What will your life look like once you retire? Do you plan to travel? Visit grandchildren more often? Maybe retirement is something you do more on paper because you still plan to work. Whatever your particular retirement looks like, you have to think about your home. Some people elect to downsize from a house that was once full of kids. Others would stay forever, if possible. Here’s a look at which option might be right for you.
There are plenty of reasons to put your house up for sale. If you own your home outright or have a lot of equity, selling could be the boost your retirement accounts need. “If you’ve lived in your home for the last two out of five years from the date of sale, you can exclude up to $250,000 of the capital gain from the sale of the house if you’re single. If you’re married, you can exclude up to $500,000,” says Carlos Dias Jr., wealth manager at Excel Tax & Wealth Group in Lake Mary, Fla.
Many people today are going into retirement without enough money saved. To avoid being caught in a future housing crisis, selling while the market is healthy might be wise. See also Avoid the Downsides of Downsizing in Retirement and Retirement Living: Renting vs. Home Ownership.
Homes, of course, come with maintenance. The older your home, the more maintenance it’s likely to require. And the larger it is, the more time and money you’ll have to sink into taking care of it.
What about utilities? Did you purchase your home to meet the needs of a larger family? Are all of those extra rooms now only used when grown children or grandchildren come to visit? You’re still paying to heat and cool them. Plus, the larger your house, the more property taxes you’re paying on it. Are you wasting crucial retirement funds on a large house when you’re really only using a few of the rooms?
As you age, your home might have a feature that could become a real problem: stairs. Stairs can create mobility challenges for seniors later in life. You may be forced to remodel your home if you choose to stay in it through retirement.
Think back on when you were looking for the perfect home. You might have looked for one in the best school district, near the office or in a more affluent neighborhood. As a retiree, some of what you were looking for then may not apply now. Moving even a small distance could dramatically lower your property taxes or put you closer to things (or people) that are important to you now – like your children and grandchildren.
Alternatively, you could be looking to move to an entirely different state or country. You could plan to sell your home and rent for a year to see if you really enjoy living in that new area. Sometimes what you thought would be the perfect place to retire to ends up not being the fit you thought it would be. For more, see Retirement: U.S. vs. Abroad.
When you sell your home, the most likely outcomes are renting or buying a downsized home. In the case of buying you could pay in cash, but if you’re renting, you’re paying with money you’ll never get back.
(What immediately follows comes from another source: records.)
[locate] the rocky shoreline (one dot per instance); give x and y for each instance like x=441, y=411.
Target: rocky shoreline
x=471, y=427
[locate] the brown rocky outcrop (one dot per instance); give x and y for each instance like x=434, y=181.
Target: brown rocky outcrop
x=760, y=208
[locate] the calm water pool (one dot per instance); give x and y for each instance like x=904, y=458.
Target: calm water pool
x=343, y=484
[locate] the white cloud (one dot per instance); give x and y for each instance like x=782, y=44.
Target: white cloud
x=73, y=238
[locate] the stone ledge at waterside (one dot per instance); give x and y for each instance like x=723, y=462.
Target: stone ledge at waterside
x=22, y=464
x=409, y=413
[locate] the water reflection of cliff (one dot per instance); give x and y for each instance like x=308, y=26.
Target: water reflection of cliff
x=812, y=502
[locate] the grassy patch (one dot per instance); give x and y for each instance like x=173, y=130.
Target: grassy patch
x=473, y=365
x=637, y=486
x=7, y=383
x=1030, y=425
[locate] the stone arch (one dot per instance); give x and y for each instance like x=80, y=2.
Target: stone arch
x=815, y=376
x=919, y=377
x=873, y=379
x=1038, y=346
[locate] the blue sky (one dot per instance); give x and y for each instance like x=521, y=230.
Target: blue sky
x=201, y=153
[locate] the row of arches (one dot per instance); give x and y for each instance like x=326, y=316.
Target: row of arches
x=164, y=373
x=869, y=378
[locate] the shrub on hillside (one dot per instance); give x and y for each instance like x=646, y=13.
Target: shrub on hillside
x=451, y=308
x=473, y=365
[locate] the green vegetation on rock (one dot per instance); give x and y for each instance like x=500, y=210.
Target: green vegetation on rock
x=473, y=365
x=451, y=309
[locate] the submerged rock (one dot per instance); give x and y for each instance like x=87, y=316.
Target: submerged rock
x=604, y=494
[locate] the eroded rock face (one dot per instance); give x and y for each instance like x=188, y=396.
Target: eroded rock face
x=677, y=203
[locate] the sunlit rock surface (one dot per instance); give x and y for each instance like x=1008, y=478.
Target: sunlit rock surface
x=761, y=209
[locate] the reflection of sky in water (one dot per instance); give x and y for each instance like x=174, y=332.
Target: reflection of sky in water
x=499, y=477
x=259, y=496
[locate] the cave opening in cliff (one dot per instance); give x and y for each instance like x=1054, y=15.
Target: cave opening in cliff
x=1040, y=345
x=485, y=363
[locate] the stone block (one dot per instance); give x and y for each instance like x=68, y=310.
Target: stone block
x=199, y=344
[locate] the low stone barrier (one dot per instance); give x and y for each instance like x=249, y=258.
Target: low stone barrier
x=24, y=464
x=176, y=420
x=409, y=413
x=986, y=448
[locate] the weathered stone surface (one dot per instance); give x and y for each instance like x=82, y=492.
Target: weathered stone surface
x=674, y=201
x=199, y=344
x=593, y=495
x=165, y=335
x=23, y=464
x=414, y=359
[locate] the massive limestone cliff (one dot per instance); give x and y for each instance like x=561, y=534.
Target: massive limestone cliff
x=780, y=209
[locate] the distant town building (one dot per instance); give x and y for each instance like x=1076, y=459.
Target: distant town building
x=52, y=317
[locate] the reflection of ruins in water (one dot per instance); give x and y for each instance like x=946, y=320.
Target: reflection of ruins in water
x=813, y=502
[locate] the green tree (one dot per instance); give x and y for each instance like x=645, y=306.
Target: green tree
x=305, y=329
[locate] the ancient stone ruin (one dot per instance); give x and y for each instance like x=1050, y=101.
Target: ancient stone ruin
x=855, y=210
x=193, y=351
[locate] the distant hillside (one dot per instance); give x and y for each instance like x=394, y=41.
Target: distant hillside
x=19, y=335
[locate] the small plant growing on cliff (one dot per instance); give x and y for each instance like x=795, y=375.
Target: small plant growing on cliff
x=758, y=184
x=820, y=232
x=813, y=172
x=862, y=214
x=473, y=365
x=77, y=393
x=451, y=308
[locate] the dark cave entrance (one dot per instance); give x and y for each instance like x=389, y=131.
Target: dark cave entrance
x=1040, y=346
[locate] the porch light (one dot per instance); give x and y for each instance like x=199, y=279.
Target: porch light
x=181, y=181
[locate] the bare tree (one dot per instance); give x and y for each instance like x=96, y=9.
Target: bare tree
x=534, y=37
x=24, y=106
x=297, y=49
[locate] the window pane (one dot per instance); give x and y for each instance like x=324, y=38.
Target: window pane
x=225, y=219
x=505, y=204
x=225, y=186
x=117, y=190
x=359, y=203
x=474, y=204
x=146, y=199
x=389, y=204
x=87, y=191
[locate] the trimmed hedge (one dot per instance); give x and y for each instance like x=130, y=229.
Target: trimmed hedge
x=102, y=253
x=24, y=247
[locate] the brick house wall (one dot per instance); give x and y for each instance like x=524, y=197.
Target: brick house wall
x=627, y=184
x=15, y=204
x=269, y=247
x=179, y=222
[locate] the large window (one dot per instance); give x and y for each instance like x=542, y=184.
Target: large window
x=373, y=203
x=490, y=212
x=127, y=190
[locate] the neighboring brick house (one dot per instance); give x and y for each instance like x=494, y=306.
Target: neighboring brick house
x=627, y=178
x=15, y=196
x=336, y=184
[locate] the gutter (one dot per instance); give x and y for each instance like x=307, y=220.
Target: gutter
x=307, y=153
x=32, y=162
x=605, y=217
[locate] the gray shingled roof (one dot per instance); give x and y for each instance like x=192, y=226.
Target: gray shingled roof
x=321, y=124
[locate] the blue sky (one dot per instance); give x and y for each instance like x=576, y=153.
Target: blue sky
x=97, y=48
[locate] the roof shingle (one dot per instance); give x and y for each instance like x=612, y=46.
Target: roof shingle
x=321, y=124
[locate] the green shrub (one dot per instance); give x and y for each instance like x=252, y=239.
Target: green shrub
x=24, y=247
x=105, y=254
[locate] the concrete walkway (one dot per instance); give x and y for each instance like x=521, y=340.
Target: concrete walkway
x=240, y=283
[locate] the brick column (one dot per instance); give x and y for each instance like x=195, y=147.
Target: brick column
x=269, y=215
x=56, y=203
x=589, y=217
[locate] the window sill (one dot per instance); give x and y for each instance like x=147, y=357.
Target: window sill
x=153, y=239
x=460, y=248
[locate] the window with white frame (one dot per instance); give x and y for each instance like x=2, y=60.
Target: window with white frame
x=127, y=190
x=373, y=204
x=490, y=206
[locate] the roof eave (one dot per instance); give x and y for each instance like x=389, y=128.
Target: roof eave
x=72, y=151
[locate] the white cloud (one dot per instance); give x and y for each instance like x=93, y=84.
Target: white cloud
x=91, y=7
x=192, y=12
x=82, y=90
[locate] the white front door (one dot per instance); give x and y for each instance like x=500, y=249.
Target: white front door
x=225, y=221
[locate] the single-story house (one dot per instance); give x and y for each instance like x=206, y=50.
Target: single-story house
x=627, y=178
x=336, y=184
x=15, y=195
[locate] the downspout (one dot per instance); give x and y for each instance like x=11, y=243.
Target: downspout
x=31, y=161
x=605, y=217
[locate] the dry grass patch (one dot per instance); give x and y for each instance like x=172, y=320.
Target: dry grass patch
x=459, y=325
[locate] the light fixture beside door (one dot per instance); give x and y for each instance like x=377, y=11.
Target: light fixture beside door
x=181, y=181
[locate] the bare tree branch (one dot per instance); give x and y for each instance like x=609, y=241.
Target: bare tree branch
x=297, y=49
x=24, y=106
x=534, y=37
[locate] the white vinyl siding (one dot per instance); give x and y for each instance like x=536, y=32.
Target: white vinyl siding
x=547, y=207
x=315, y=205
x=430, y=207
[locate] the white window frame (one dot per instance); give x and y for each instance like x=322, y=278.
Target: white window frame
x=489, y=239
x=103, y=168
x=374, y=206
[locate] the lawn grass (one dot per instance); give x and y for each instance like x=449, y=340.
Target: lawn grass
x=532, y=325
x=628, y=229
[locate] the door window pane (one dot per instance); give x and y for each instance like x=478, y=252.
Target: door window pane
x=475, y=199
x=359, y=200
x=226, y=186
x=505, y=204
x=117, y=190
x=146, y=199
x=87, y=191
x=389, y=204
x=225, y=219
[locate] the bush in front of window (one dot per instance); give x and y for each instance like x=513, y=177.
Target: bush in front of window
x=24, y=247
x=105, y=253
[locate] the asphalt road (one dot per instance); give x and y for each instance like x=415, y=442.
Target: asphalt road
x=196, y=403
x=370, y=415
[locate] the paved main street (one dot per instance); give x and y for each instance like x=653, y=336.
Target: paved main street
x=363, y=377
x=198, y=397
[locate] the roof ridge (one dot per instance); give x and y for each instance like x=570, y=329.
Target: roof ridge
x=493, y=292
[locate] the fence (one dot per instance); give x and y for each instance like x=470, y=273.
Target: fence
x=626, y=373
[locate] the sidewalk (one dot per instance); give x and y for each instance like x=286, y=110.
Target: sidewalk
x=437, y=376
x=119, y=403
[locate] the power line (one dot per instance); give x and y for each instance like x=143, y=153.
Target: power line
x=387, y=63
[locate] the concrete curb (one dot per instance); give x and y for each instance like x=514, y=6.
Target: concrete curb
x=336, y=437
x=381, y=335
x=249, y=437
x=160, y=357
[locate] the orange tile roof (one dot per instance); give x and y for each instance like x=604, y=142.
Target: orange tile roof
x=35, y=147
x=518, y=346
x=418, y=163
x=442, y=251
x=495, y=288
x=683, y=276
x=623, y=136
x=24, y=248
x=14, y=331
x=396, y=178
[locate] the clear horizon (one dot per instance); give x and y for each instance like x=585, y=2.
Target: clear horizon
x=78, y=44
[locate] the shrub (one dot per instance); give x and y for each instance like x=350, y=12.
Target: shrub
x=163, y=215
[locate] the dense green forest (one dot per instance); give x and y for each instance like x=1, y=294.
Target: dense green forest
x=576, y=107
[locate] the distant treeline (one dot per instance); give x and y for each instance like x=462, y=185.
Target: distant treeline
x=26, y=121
Staying in your home, even with all the expenses, may be cheaper than renting, where you’re again stuck with paying a monthly fee for housing.
All this depends on the equity you have in your home. If you didn’t or no longer have a mortgage – or you’re close to paying it off – carefully weigh the financial implications of both decisions. If your equity is low or you’re nowhere near owning the home outright, you may lower your payment by selling and then renting. Don’t forget that renting often means that all the maintenance and possibly some of the utilities are included in your rent.
If your home is appreciating in value, it might be worth holding it a little longer. Check with a realtor and get an opinion on the local housing market.
There may not be as many financial reasons to stay, but the non-financial reasons may be strong. If you’ve lived in your home most of your life, you might have raised children there. The memories attached to that house are powerful and leaving those behind could be tough. You might decide that the sense of family you feel when you’re in your home is how you want to live in retirement. There’s nothing wrong with that, providing you and your spouse have the financial resources to support yourselves there.
“In many cases, it makes financial sense for retirees to downsize as it eliminates maintenance costs and higher rent or mortgage payments,” says Matt Cosgriff, a certified financial planner and retirement consultant at BerganKDV. “That’s a big plus for retirees who are now relying on their retirement assets to support their spending. The decision, however, is not always an easy one due to the fact that many retirees have years, if not decades, of memories tied up in their home. To help overcome this hurdle it is important for retirees to focus on the positives of downsizing, which include more time to be able to spend with loved ones and a lower monthly mortgage or rent payment.”
In retirement planning, there is no one answer. It all depends on you and your financial picture. That’s why it’s so important to find a financial advisor/planner whom you trust to help walk you through decisions like this. He or she will know the questions to ask and can show you how each decision looks on paper. After that, it’s ultimately up to you.